Le chef de l'Etat a dit qu'il voudrait que ce soit trois tiers.

Aujourd'hui, ce que nous faisons dans les entreprises où nous mettons de l'argent...

Vous avez entendu le chef de l'Etat, jeudi dernier : trois tiers.

Laissez-moi finir mon propos.

Nous en sommes loin, C. Lagarde.

Il y a des entreprises dans lesquelles aujourd'hui on met de l'argent, qu'il s'agisse des banques, qu'il s'agisse des constructeurs automobiles. Quand on est en position, ainsi, de demander des contreparties, de dire aux constructeurs automobiles : « vous n'allez pas fermer de sites, vous n'allez pas envisager de plans sociaux, vous allez faire tout ce que vous pourrez pour éviter les suppressions d'emploi », là on est dans une position où on peut avoir un certain nombre d'exigences. Maintenant, qu'un groupe, sous actionnariat privé, qui réalise l'essentiel de son activité à l'étranger, fasse des bénéfices, et que les actionnaires décident la répartition de ces bénéfices ainsi, c'est leur prérogative dans le cadre d'une société commerciale. Je pense que...

Donc, ça ne vous choque pas.

Je ne pense pas...

Que Total ne donne que 2 % à ses salariés, ne vous choque pas ?

Attendez, laissez-moi finir. Je ne pense pas que les salariés du groupe Total soient dans une situation de paupérisation, ou de misérabilisme. Moi, ce qui m'intéresse, c'est de savoir ce que le groupe fait, pour créer de l'activité, pour développer de la valeur et je serai très attentive aux investissements, en particulier du groupe Total. J'ajoute, en ce qui concerne ce groupe, qu'il s'est comporté de manière tout à fait particulière, c'est tout à fait inhabituel par exemple, qu'un groupe privé décide de financer la prime à la cuve. On verse une prime à la cuve de 200 euros à tous les ménages qui ne sont pas imposables, c'est Total qui finance. Bon. Voilà. Alors, c'est une petite chose mais c'est un exemple d'un comportement un peu différent, aussi.

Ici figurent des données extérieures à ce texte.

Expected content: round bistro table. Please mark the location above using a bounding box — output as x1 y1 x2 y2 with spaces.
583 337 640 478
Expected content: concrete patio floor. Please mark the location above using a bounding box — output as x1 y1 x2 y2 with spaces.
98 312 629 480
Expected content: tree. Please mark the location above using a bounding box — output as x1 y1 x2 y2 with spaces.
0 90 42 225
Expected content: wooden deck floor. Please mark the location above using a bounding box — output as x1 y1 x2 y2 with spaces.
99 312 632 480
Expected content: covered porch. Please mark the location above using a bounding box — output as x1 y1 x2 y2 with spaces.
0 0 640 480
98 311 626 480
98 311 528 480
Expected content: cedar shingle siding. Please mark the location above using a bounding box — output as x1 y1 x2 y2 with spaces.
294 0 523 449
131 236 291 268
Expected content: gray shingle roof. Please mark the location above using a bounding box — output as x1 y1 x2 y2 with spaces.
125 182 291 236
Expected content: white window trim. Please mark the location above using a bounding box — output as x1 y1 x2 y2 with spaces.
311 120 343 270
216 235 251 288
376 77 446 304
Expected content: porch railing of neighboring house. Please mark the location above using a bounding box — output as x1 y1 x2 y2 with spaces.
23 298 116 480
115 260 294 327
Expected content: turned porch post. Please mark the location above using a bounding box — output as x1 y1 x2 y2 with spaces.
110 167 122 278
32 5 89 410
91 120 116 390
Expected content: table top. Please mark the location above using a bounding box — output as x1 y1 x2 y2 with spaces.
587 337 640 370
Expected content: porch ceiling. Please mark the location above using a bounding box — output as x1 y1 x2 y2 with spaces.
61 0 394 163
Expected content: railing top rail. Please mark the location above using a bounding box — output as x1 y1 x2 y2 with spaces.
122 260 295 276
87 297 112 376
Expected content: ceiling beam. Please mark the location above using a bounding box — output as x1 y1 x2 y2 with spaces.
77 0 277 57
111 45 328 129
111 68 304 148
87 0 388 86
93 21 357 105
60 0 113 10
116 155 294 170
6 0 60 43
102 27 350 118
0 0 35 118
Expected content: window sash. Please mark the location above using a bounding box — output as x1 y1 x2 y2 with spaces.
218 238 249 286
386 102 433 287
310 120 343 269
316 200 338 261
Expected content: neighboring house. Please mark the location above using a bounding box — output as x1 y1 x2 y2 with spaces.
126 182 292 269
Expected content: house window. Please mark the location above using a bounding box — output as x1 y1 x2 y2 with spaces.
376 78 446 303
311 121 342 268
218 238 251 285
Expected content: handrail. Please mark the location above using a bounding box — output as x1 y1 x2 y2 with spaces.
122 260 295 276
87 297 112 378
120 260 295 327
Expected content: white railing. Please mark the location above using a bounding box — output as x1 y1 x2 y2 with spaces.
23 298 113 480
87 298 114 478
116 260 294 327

L'Etat, vous venez de le dire, C. Lagarde, a prêté 3 milliards d'euros à Renault, 3 milliards d'euros à Peugeot. C. Streiff, PDG de PSA/Peugeot Citroën, était l'invité de RTL mardi matin, et il a dit ceci...

C. Streiff (extrait invité RTL du 10/02/09) : Les banques ne nous prêtent plus d'argent, c'est terrible, mais c'est la réalité, et nous avons un dépannage de 3 milliards d'euros de l'Etat.

« Les banques ne nous prêtent plus d'argent », « dépannage de l'Etat ». Quand est-ce que vous allez taper du poing sur la table, C. Lagarde, pour dire aux banques de faire leur travail ?

Je trouve assez intéressant que, donnant des prêts participatifs, on soit des dépanneurs. Mais, ceci étant...

Il dit : « Les banques ne nous prêtent plus d'argent », c'est lui qui le dit, le PDG de Peugeot Citroën.

Il y a deux choses, je crois, pour le secteur automobile. C'est d'une part, le fait que l'argent...

Non, je vous parle des banques.

Mais non, non, non, non...

C. Lagarde, je vous parle des banques.

Non, non, mais je vous parle du financement des constructeurs automobiles.

On ne parle pas de la même chose.

Si, on parle de la même chose. Je vais vous répondre sur deux points. En ce qui concerne l'accès au crédit, les banques leur donnent de l'accès au crédit. C. Streiff trouve ça trop cher, bon, très bien, il a sans doute raison, c'est l'appréciation par les banques, d'un secteur automobile dont elles considèrent qu'il a des risques. Deuxièmement, Peugeot a essayé, comme Renault, d'ailleurs, d'aller sur le marché obligataire, pour lever des fonds eux-mêmes, ils n'y arrivent pas. C'est pour cela que l'Etat vient, en disant : « Eh bien écoutez, nous, on a une garantie forte, on va chercher de l'argent, on en met à disposition, on facture les intérêts et on vous demande, on vous demande de ne pas fermer de site et de ne pas procéder à des licenciements massifs ».

C. Lagarde, qui ne veut pas taper du poing sur la table, pour les banques, tant pis, on n'a pas réussi ce matin !

Je passe mon temps à taper du poing sur la table.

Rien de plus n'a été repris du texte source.